One has to wonder if his analysis is really indicative of his own compunction? (Mr. Gurley sits on the board of directors at Uber along with his colleague Matt Cohler, the "growth" [fauxmentum?] expert). Benchmark's methodology of unicorn-pushing objectives with companies such as Uber, SnapChat, and Dropbox, in which they have lead early investments and high valuations based on "growth" potential with a high burn rate is something that Bill Gurley has been indirectly criticising in the media within the past year. He went so far as to say that there will be some "dead unicorns" to come in the next few years. How many of us remember Aereo, Fab and Groupon? Perhaps they were not the outliers, but the beginning of a new trend.
And perhaps not surprisingly, but out of conscience, Bill Gurley's media message is really intended for his partners at Benchmark and others in Silicon Valley, whose unchecked tactics have lead to many different Silicon Valley capital firms, such as Google Ventures, Summit Partners and Menlo Ventures to take on high risk, late stage rounds in their portfolio companies. Other VC firms such as Andreessen Horowitz, even encourages these costlier, high risk, late stage, "growth" funds.

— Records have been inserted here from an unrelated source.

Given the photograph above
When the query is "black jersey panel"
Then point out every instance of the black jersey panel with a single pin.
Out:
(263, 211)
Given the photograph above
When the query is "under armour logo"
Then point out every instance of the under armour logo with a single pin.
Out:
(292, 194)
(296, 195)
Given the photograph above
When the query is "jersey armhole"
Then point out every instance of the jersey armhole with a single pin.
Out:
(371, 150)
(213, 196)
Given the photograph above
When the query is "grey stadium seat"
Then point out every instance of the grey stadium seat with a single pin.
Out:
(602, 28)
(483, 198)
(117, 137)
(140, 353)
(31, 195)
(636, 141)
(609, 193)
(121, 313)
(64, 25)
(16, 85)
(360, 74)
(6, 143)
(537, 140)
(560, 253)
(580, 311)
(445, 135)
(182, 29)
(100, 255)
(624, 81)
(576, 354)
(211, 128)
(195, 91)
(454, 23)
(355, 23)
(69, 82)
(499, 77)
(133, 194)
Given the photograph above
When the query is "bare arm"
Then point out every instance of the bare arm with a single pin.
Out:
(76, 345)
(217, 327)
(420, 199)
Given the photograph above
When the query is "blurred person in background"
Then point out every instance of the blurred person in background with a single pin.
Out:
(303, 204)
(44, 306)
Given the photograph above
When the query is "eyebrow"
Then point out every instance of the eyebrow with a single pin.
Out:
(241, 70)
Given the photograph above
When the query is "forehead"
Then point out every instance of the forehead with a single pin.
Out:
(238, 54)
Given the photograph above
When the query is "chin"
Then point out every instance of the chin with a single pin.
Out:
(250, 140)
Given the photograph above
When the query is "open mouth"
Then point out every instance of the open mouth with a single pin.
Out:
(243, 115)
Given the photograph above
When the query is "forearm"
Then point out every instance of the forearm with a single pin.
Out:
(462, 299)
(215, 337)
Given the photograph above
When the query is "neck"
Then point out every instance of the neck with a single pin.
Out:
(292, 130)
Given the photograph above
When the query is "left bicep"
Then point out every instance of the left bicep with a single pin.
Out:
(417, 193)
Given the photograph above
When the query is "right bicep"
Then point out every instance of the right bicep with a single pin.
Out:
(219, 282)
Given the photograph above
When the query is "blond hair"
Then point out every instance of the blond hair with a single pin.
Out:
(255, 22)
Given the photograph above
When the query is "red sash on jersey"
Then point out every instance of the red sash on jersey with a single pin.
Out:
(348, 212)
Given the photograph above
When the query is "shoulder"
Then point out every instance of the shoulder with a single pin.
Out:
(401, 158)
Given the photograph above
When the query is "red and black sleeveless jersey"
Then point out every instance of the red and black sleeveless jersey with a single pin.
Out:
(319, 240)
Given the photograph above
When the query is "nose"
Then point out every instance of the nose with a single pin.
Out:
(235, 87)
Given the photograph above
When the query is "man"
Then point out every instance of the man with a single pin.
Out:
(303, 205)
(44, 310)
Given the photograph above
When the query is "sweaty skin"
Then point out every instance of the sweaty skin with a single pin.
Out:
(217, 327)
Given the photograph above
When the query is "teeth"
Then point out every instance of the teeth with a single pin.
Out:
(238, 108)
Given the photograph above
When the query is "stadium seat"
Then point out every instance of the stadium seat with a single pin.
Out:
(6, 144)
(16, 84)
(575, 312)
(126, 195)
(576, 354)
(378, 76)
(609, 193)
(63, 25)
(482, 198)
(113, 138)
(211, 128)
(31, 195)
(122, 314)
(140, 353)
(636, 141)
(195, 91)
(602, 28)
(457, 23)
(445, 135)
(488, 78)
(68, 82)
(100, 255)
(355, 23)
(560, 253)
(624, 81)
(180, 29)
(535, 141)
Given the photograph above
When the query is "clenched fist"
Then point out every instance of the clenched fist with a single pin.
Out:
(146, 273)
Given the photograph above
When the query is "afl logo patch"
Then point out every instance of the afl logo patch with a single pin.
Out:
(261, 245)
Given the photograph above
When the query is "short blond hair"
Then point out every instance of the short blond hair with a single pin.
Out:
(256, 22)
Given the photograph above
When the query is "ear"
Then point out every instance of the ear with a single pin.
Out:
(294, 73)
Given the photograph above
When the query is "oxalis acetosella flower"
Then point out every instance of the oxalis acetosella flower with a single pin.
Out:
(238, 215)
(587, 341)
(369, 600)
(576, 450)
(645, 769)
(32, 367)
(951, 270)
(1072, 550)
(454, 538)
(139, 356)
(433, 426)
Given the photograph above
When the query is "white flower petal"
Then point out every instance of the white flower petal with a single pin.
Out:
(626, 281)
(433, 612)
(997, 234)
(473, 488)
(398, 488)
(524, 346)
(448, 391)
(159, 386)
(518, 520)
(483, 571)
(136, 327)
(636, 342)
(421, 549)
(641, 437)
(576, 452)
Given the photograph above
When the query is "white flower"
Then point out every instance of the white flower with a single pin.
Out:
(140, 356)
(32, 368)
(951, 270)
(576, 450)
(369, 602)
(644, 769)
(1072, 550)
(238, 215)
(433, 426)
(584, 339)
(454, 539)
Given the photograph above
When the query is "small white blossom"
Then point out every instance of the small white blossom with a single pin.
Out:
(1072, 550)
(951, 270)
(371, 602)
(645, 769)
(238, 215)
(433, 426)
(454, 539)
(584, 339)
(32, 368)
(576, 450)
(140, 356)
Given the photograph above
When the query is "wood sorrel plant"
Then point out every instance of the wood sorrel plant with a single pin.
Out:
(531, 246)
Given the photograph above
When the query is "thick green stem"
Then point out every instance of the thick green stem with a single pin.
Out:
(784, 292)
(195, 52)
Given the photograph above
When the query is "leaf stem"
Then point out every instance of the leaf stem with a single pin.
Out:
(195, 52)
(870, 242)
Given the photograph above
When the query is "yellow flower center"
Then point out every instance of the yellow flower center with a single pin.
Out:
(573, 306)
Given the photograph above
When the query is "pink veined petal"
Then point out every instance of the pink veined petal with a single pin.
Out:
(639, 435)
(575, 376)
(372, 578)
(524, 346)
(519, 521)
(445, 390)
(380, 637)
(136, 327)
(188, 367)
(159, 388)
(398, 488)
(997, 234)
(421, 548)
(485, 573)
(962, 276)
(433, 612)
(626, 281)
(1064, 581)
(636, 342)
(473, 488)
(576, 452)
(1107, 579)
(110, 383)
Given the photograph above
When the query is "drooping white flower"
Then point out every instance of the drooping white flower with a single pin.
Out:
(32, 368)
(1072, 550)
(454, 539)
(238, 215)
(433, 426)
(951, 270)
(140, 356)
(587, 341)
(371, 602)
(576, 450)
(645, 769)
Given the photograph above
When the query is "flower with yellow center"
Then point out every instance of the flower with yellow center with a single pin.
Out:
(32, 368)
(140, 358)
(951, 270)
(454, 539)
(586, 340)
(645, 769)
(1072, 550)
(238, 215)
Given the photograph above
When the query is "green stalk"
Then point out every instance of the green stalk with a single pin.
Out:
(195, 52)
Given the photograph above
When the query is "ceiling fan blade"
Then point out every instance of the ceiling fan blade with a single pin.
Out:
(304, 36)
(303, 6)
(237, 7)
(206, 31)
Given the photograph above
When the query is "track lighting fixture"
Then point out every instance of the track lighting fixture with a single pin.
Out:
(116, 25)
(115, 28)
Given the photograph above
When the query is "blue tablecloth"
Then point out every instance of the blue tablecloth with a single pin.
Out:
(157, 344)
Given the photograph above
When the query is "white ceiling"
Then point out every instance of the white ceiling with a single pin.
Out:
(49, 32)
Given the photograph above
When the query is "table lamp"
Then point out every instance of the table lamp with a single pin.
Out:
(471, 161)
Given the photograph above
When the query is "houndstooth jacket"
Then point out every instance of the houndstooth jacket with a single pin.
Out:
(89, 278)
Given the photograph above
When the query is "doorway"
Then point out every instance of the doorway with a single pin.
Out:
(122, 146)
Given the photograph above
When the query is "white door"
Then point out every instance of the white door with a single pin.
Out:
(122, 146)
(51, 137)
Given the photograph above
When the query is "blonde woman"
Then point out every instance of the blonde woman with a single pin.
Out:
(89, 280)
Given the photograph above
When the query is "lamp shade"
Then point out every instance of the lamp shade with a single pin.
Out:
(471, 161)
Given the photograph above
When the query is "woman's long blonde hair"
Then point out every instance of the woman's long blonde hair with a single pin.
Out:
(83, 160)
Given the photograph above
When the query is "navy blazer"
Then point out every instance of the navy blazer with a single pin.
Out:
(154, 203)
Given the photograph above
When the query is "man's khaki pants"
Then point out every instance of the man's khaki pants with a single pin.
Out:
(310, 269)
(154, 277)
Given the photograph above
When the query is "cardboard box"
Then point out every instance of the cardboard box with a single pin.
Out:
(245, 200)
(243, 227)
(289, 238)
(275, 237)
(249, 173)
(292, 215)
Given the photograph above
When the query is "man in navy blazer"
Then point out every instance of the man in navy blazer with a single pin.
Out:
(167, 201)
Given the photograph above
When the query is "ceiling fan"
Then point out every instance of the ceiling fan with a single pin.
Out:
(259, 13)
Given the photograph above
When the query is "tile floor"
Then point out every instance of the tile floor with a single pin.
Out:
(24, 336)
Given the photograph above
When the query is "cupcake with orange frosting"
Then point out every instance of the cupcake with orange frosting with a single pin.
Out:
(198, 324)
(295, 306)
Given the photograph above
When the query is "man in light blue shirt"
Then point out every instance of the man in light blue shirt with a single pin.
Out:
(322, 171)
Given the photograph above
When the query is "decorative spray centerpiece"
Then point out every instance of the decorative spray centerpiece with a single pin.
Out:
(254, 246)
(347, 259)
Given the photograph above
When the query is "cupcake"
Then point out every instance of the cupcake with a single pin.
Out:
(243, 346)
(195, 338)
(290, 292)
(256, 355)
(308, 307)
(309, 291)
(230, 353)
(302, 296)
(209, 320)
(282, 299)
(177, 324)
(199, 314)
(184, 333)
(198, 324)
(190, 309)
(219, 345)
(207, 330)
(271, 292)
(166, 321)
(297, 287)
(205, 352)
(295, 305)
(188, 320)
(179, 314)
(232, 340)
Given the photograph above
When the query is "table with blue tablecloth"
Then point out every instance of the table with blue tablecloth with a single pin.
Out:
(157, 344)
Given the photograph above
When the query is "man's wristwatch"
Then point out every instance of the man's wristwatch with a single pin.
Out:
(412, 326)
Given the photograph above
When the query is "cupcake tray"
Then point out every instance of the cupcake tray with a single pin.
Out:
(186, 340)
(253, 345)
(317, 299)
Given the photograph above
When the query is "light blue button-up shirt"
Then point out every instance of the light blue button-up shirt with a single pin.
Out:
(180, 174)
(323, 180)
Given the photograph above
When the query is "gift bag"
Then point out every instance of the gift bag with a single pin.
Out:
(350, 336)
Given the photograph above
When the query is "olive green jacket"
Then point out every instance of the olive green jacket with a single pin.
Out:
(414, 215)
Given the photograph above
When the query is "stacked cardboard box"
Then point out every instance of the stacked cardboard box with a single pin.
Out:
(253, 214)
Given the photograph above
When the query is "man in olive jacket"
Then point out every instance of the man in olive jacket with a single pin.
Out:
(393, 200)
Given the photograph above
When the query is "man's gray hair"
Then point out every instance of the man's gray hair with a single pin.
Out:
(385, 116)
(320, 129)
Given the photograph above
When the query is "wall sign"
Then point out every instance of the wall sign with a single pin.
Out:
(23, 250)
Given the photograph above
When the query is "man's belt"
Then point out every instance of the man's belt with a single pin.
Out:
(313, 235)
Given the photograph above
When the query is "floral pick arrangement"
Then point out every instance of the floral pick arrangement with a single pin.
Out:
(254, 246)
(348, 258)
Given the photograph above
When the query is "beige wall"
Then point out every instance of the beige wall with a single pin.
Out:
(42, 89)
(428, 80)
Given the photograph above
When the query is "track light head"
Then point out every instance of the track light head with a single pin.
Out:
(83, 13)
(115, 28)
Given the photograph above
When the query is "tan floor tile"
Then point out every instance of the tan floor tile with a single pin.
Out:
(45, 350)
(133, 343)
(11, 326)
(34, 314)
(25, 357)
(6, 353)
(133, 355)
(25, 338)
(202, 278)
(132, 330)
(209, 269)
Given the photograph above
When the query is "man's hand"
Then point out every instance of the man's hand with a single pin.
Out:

In either case, "Valuation bubble" or "Risk bubble" seems to me more like an exercise in semantics- whether something is pink or fuschia. Obviously a risk bubble is going to lead to a valuation bubble and last time I checked, a Ponzi scheme is a fraudulent investment operation where where the operator, an individual or organization, pays returns to its investors from new capital paid to the operators by new investors, rather than from profit earned by the operator.
In the 90s unchecked high risk derivatives trading and the real estate valuation bubble lead to what we would know as the stock market crash of 2008. I hope I am wrong, but a continuation of these sorts of "risk bubble" "valuation bubble" tactics will inevitably lead to another global financial crisis. We should all heed Bill Gurley's warning of the impending deaths of those mystical creatures called unicorns, and closely examine these astronomical valuations and the paper billionaire phenomenon.